Quand Nicolas Bordas m'a proposé de m'essayer à mon tour à la (visiblement fameuse) ascension du #cocotier, j'ai accepté bien volontiers, d'autant plus lorsqu'il m'a confié que les contributrices étaient trop minoritaires... Encore fallait-il trouver un sujet idoine, accrocheur, susceptible d'entraîner un maximum de lecteurs. J'aurais pu parler sexe en biaisant cela par un angle techno (dommage, c'est déjà fait), ou encore écrire un énième sujet sur telle marque tech en pleine ascension - ou en pleine descente aux enfers (sujets que je préfère réserver à mon employeur...).

Jeunesse éternelle sur pellicule argentique

En cette fin d'année, propice aux bilans et autres rétrospectives, j'ai préféré partager avec vous deux créations qui m'ont bluffée cette année, d'un point de vue culturel et "sociétal". Il y a eu cette expo photo de Larry Clark, qui donne à voir plusieurs générations d'ados, à la jeunesse éternellement saisie sur des pellicules argentiques.
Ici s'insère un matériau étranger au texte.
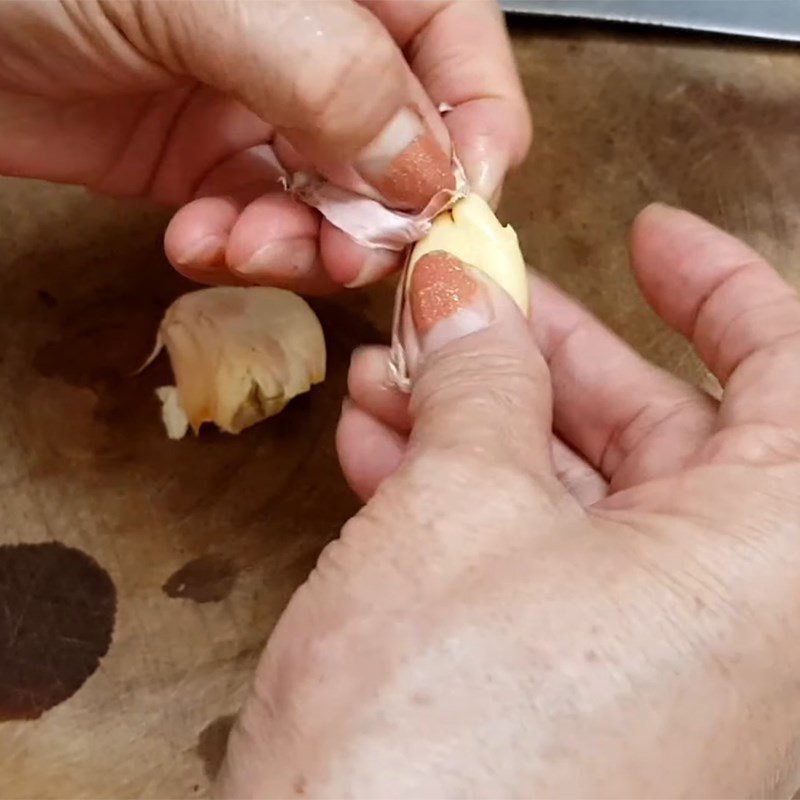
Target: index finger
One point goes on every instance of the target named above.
(460, 52)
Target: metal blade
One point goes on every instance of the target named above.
(763, 19)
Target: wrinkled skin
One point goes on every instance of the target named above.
(188, 103)
(507, 617)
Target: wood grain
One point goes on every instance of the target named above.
(621, 119)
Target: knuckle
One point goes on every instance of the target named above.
(493, 381)
(346, 97)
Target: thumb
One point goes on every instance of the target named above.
(327, 75)
(480, 385)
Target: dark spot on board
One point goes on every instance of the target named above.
(46, 299)
(212, 743)
(57, 609)
(207, 579)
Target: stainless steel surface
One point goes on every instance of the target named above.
(764, 19)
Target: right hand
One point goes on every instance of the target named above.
(489, 627)
(185, 103)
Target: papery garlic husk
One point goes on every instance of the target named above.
(369, 222)
(472, 233)
(239, 355)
Alors oui, il y a eu cette polémique autour de leur côté (supposé) sulfureux, qui a valu une interdiction de cette expo aux mineurs... Un fait intéressant, on ne peut plus révélateur d'une certaine frilosité ambiante - les photos quelque peu plus complaisantes de Nan Goldin, exposées en 2006 http://icartiens.com/spip.php?article195 au Centre Pompidou n'ont guère suscité un tel émoi.
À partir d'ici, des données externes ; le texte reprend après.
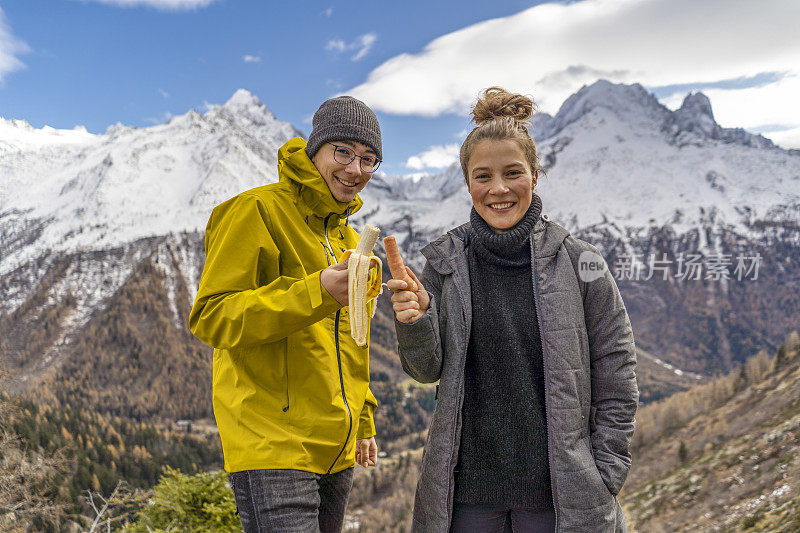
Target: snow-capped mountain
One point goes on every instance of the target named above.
(613, 153)
(84, 191)
(79, 214)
J'en ai parlé ici , cette expo est follement touchante parce que l'on y voit avant tout des portraits d'ados, parfois disparus depuis ces shootings, aufil des décennies - des punks des années 80 aux skateurs des années 90, ensuite filmés par Larry Clark dans Wassup rockers. Des ados nous renvoient à notre propre adolescence. Des portraits d'ados, miroirs (peut-être déformants) qui auraient dû avant tout être vus par les ados...

"Skins", série post-punk

Un autre miroir pour ados m'a bluffée ces dernières mois: la série britannique "Skins" (qui a bien sûr sa page officielle, son fil Twitter etc). Vous avez peut-être entendu parler de cette série créée par Jamie Brittain et Bryan Elsley, et diffusée depuis janvier 2007 sur la chaîne E4 (rediffusée par Canal + en France), qui a bien cartonné là-bas (1,4 millions de personnes ont suivi l'épisode pilote sur E4). On en a parlé en France pour les soirées d'ados quelque peu dévoyées qu'elle a suscitées (lesquels ados, "génération Facebook" oblige, exposent sans pudeur leurs photos, comme le montre cette simple Google search ).
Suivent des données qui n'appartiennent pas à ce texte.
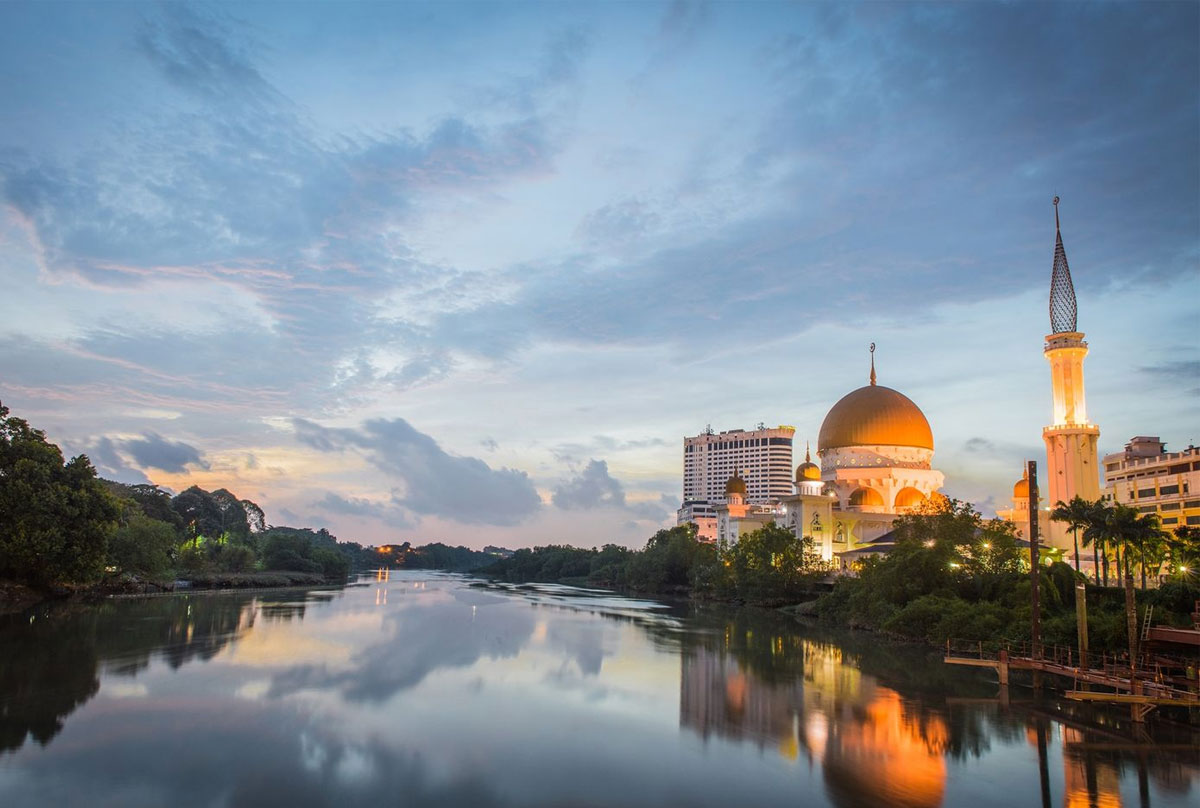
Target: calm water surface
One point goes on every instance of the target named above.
(431, 689)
A mille lieues de"Berverly Hills" et autres niaiseries, là, on y aborde l'homosexualité, l'abus de substances illicites, la pauvreté, la grossesse, l'anorexie, les familles monoparentales et à problèmes, les troubles de la personnalité, l'autisme et la mort. Parfois c'est un peu trash, ça nous secoue, nous émeut, ça nous retranche dans nos limites, mais c'est profondément réaliste. Là, c'est la jeunesse (parfois) dissolue de lower middle class british (la série se déroule à Bristol, dans le Sud-Ouest de l'Angleterre) qui est mise en scène, avec l'accent des quartiers popus (série à regarder absolument en VO).

"Somptueuse série sur les affres/atermoiements/Illusions/Désillusions de l'Adolescence" m'écrit @Co_SwEuphoria sur Twitter, la mise en scène y est soignée, hyper réaliste, alors que la série a pour marque de fabrique de recourir à de jeunes acteurs inconnus, et que le casting est intégralement changé toutes les deux saisons, créant ainsi une nouvelle génération de personnages, auxquels on s'attache durant quelques épisodes. Du beau gosse manipulateur Tony à Cassie, anorexique un peu fraca, en passant par Chris, fêtard invétéré et amoureux de sa prof (saisons 1 et 2), jusque le skater cool Freddie, et Cork, le post-punk provocateur.

De manière assez remarquable, elle comporte une série de références culturelles intemporelles, qui en font une série totalement post-punk: Cork (le personnage le plus touchant) est sapé en Levi's, Fred Perry (marque culte des mods Britisth dans les années 80, pour mémoire, qui commence à être portée par de jeunes bobos ;), Harrington Jacket...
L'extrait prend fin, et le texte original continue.